My favorite part of the comment section of YouTube is the ability to link a timestamp (say “0:31”) to a particular point in a video, letting someone just click on the “0:31” in blue and see, in full, the point you’re referencing.

It’s a great way of adding context to your comment, but unfortunately, it currently only works in the comment section itself. Discussing the contexts of a particular moment in YouTube videos, however, can also be advantageous for your journalism.

In my searching for other possibilities to add video context to journalism, I stumbled upon TubeChop—I suggest you give it a try.

TubeChop lets you take a YouTube video’s URL, pop it into their system, and then select and use a clip from a longer video. You can link to your selection, or you can grab the code for an embed to your news site or blog.
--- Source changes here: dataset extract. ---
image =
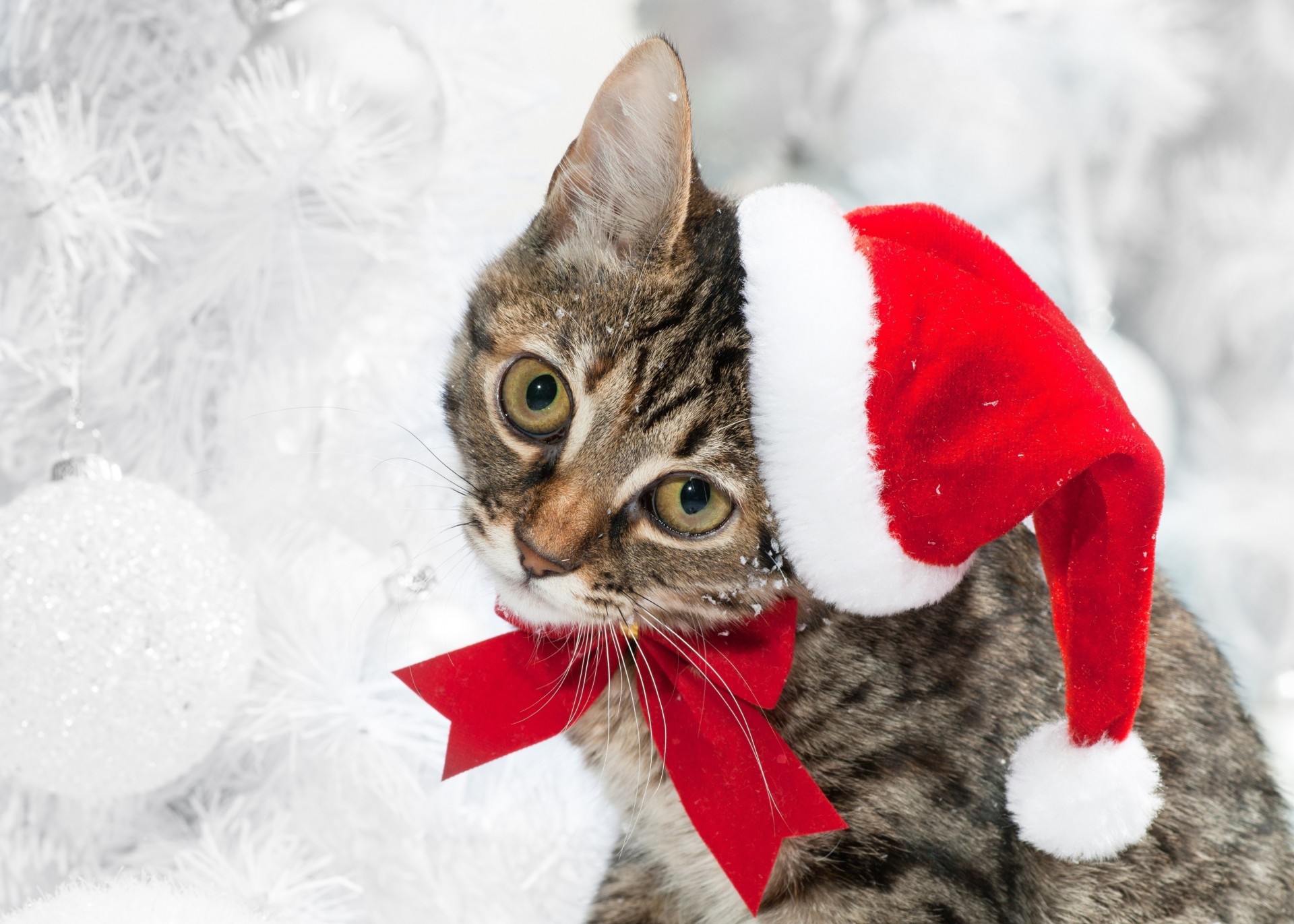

Why may it be useful for journalists to select shorter clips of longer video and implant them into their work using something like TubeChop? A quick embed can provide readers easy access to exactly what you’re talking about (say a quote in your written work, or a soundbyte), and notably, because of how the embed is set up, it additionally allows readers easy access if someone wants to investigate the greater context further.

With TubeChop embeds, all you have to do is click on a part of the embedded video to see the original source. This means that while the service is a good tool for you, helping tell a story, it’s also handy for your readers. The link to the original source video can let people more easily doublecheck your assessment of the situation, and engage them more easily in finding out for themselves what’s actually going on. (Imagine a TubeChop of the famous moment which is “You didn’t build that!”)

To show an example of what this basically looks like, here is one of my favorite YouTube baby-video gems: a cute baby tearing paper. (Yes, there are many of these.)

Good on its own (I’ll note that this is a short video, not a long hour-and-a-half debate), but what if I just wanted to talk about one specific point? Here is a very short TubeChop clip of that baby at my favorite part, approximately 0:31.

Neat, right? A time-saver to get to that roaring laughter. And if we did this in a post a bit differently – say in my post I only did a TubeChop of the baby laughing this massive laugh – you’d be able to click and see the greater context (which, here, is just more laughing).

This is a silly example, of course. It’s probably far more useful for digital storytelling when you’re considering the following:

Gaffes / Other Statements in Context

“Gaffes” and other public figures’ statements, for example, easily impact the public because of how they spread out of context. Some gaffes or statements are actually odd and could use explaining, others are not. The clues to figuring that out usually involve listening to the “soundbyte” and situating it in the context it was said.

I mentioned the Obama “You didn’t build that!” situation up above. You could also do the “investigate the quote” thing with Vice President Joe Biden saying that Planned Parenthood “under the law can’t perform abortions,” the “47 percent” comments from Romney, and so on (endlessly, so on).


Take tomorrow night’s presidential debate, for instance. There will certainly be lines that come out of it the next day and are used by either camp (I’m thinking another Big Bird moment). Wouldn’t it be nice to show the statement that’s getting play by campaigns, using something like TubeChop to show the greater context in which it was said?

I’m sure you could also smartly use TubeChop for quote-by-quote fact-checks of news events like debates, too, providing a good, more in-depth service for those interested.

Things you might have GIFed

Sometimes GIFs really do help tell stories online. Other times a short video could be better. You should have a choice. Selecting video clips is simplified with TubeChop, and it can additionally link you (easily) to the original source. Maybe that’s more compelling than how you’ve been using GIFs. Or maybe  you think TubeChop is better for some simpler reason, like it doesn’t automatically start when you land on a page. Both GIFs and short video clips can show similar material effectively (emotion, motion or both), and as a journalist or storyteller working to turn around a quick story, it’s worth knowing how to have easy access to both.

(Like the idea of TubeChop? An idea: Perhaps it’s also worth lobbying Google for a native version in YouTube.)